It happened when I was watching Gilmore Girls: Season 1, Episode 11. Sweats. Coffee. Couch time. Sunday 2/21/16 at 11:26 am. I realized…I am happy. Right now, I am happy. In this season of life, I am happy.
If you would have asked my younger self to predict her future life, she probably would have painted a pretty picture of a husband, kids, and a dog. I used to imagine making lunches for my future kids when I was eight. There would be lots of finger painted artwork on the fridge. I’d play house, pretending to be a mom. But I also dreamt about traveling, dancing, and living in New York.
And that last dream pulled me forward. I’ll never forget having a big dreams/break-up conversation with my high school boyfriend. He wanted to move to the beach and become a doctor. And he did…and he is. Meanwhile, I couldn’t stop talking about moving to “the city.” And I did. And then I moved to “the other city.” From New York to Los Angeles. I got to meet Cassie, my Irish roommate in Brooklyn who played bass, painted, referred to herself as “boho” and is still the archetype for the coolest human I know. She was 10 years older than me and she completely changed my perception of what a thriving vibrant woman could be. For nine years in Los Angeles, my worldview and belief systems were challenged and molded by the variety of jobs I had, people I met, and places I traveled. Life showered me with gifts of fancy parties, beautiful relationships, heartbreak, awful waitressing jobs, true friendships, not so true friendships, loss, gain, art in living rooms, long-form improv, diverse friends, dancing, and all of the colors along the spectrum of experience.
I’m now in my thirties. I spent the last year and a half taking a good look within and saying, “hey….what’s next?” I drove cross-country with my mom, explored New Orleans and Asheville, NC and chose to start this new chapter in Atlanta, closer to my family. I committed to being in my own company for a while: no boyfriends, no dates…in fact, no male friends for a short while. No contact with male friends? I know…sounds super extreme! It was and it served me at the time. I learned more about who I am now and what I like now and what I’m not willing to tolerate and what fills my heart with overwhelming gratitude. Little high school me, meet the woman you turned into!
Making the choice to truly be alone and take an honest look within meant I disappointed people. This meant not being everyone’s best friend. This meant saying no. A lot. But I’ll tell you something, I freaking loved it. Now it’s a habit, the habit of putting my needs first without apology. Some days are easier than others.

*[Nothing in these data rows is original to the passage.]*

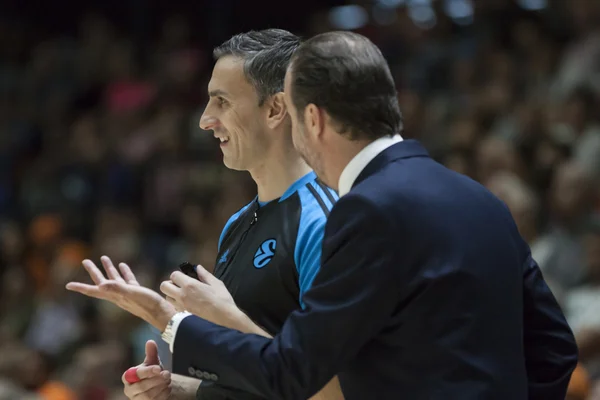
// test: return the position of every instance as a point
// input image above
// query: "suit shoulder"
(360, 206)
(316, 200)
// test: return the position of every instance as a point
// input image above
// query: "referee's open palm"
(120, 288)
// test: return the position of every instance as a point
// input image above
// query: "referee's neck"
(273, 177)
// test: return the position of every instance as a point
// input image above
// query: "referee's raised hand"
(123, 290)
(154, 382)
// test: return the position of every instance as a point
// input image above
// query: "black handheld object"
(188, 269)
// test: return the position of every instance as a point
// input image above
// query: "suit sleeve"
(550, 349)
(351, 299)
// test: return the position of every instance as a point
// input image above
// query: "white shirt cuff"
(175, 321)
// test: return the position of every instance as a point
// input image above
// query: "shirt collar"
(362, 159)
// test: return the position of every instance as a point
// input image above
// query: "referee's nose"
(208, 122)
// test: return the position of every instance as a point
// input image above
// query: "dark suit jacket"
(426, 291)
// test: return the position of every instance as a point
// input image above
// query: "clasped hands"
(206, 297)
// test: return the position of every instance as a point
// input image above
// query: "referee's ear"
(276, 109)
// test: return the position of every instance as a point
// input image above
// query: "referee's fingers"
(143, 372)
(147, 386)
(148, 371)
(206, 276)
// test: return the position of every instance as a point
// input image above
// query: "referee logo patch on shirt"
(265, 253)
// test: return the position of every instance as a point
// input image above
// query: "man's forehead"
(228, 76)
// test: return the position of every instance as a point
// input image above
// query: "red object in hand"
(131, 375)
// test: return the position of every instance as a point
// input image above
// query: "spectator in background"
(583, 303)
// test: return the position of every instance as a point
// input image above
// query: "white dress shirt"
(362, 159)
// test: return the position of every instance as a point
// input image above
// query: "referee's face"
(234, 115)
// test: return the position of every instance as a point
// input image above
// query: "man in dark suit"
(426, 290)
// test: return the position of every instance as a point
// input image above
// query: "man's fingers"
(127, 274)
(164, 394)
(148, 371)
(146, 387)
(206, 276)
(170, 290)
(175, 304)
(110, 269)
(93, 271)
(180, 279)
(156, 391)
(88, 290)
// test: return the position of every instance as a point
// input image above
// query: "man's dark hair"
(345, 74)
(266, 55)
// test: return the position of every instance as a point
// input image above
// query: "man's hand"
(155, 383)
(207, 298)
(123, 290)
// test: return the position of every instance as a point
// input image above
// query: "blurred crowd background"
(101, 154)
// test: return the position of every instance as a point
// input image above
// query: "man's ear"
(314, 120)
(277, 110)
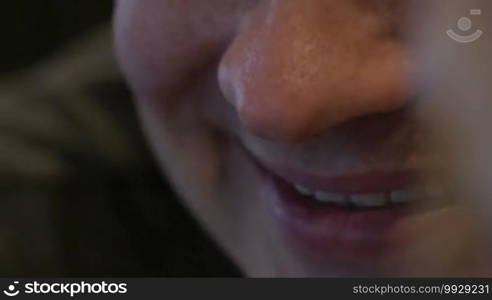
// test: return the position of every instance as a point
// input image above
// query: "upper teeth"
(362, 199)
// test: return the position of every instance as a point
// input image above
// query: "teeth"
(303, 190)
(330, 198)
(368, 200)
(365, 200)
(401, 196)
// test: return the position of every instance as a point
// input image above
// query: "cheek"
(163, 45)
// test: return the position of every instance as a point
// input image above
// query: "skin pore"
(233, 92)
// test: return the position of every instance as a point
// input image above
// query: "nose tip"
(290, 80)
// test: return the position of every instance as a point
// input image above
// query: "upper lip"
(349, 182)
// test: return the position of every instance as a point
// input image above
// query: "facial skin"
(233, 91)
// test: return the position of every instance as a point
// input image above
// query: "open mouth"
(345, 218)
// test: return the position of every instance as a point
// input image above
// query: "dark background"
(33, 29)
(169, 244)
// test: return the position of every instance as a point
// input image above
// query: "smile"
(345, 217)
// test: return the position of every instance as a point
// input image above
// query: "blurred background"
(33, 30)
(80, 194)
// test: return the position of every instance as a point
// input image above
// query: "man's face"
(286, 126)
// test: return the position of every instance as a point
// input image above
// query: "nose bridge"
(299, 67)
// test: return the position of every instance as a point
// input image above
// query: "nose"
(298, 68)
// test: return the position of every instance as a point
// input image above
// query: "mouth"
(343, 218)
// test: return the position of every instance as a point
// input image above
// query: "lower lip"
(325, 232)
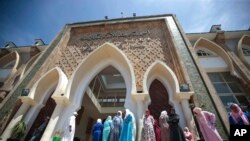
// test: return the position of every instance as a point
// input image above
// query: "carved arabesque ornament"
(143, 44)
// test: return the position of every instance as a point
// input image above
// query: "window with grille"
(203, 53)
(229, 89)
(246, 51)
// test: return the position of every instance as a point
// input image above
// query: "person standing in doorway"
(206, 121)
(38, 132)
(148, 123)
(116, 127)
(165, 133)
(176, 133)
(157, 130)
(237, 116)
(97, 131)
(188, 135)
(69, 132)
(128, 128)
(106, 129)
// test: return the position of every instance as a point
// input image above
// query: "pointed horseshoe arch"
(105, 55)
(29, 63)
(159, 70)
(243, 39)
(205, 43)
(13, 56)
(53, 78)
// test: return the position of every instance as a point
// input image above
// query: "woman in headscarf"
(206, 121)
(128, 128)
(148, 124)
(116, 127)
(165, 133)
(157, 129)
(106, 129)
(176, 133)
(97, 131)
(237, 116)
(188, 135)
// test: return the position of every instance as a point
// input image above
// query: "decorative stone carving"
(143, 43)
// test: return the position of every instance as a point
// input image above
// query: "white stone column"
(189, 117)
(48, 133)
(183, 97)
(140, 109)
(18, 117)
(140, 99)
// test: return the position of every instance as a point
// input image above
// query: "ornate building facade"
(97, 68)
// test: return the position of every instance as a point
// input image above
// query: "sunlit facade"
(97, 68)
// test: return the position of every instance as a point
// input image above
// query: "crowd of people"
(166, 128)
(116, 129)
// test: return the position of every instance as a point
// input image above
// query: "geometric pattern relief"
(143, 44)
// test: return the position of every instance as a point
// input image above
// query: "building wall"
(142, 42)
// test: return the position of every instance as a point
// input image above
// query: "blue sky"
(22, 21)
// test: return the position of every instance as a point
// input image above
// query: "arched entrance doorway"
(159, 99)
(78, 88)
(105, 95)
(46, 111)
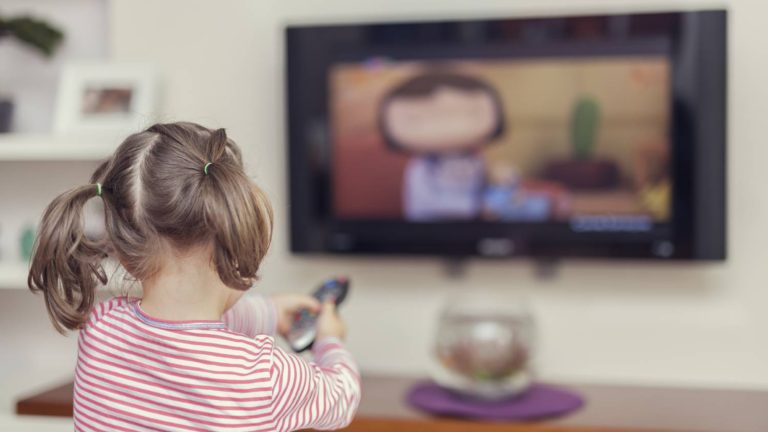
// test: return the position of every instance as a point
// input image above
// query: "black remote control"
(302, 334)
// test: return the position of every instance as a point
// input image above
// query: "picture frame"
(105, 98)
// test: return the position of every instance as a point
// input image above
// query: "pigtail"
(237, 212)
(66, 264)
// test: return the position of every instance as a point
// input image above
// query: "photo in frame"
(105, 98)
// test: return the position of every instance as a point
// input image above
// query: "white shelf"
(47, 147)
(13, 275)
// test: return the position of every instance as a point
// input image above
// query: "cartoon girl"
(443, 119)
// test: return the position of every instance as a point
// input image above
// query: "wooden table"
(608, 408)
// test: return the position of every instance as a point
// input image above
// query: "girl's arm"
(252, 315)
(322, 395)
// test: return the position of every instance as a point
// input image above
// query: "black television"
(547, 137)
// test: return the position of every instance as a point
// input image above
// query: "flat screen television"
(573, 136)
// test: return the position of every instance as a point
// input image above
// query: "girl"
(192, 353)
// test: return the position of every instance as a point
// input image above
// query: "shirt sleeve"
(252, 315)
(323, 394)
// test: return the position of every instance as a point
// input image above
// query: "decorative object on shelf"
(27, 242)
(484, 348)
(105, 97)
(34, 33)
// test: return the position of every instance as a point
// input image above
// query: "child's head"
(165, 190)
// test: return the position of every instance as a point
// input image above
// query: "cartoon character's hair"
(424, 85)
(171, 187)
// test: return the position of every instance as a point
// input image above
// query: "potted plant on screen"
(34, 33)
(584, 170)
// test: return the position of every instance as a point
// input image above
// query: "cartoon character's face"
(449, 119)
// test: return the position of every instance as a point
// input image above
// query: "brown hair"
(156, 195)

Thank goodness this lesson sunk in, because now that I’m back in the south, people look at me like I have two heads when I say I’m not married with kids. Shonda Rhimes would call these people “judgies.” One man who asked me out also asked me what was wrong with me, noting that I had excellent credentials. “Are you just extremely picky?” It was quite a backhanded “compliment.” On one hand, he thought I should be taken (as in You’re a catch!) and on the other hand, he thought I should be taken. Why isn’t it ok to be single? Why do people assume you are unhappy or that something is wrong with you, especially when you’re a woman? It makes me think of the one song that will always get me to workout when I’m feeling lazy, Beyonce’s “Flawless,” naturally. In the song, writer Chimamanda Ngozi Adichie speaks:
Because I am female
I am expected to aspire to marriage
I am expected to make my life choices
Always keeping in mind that
Marriage is the most important
Now marriage can be a source of
Joy and love and mutual support
But why do we teach girls to aspire to marriage
And we don’t teach boys the same?
Meanwhile, I feel so un-single. I am connected to a loving network of friends, family, and artists. I get to do what I love on a daily basis.
I feel free. Martha Beck says “Here is the crux of the matter, the distilled essence, the only thing you need to remember: When considering whether to say yes or no, you must choose the response that feels like freedom. Period.”
Maybe I’ll meet someone, maybe I’ll “settle down,” maybe I’ll have babies, maybe not. For now, I’m just going to keep following the moments as they offer themselves to me.
Who knows what season is coming around the bend? But if it involves creating a partnership and family, that will also feel free. If not, I’ll take a cue from Cassie and play my version of a bass in Brooklyn.
For now, I’ll be over here doing my thing.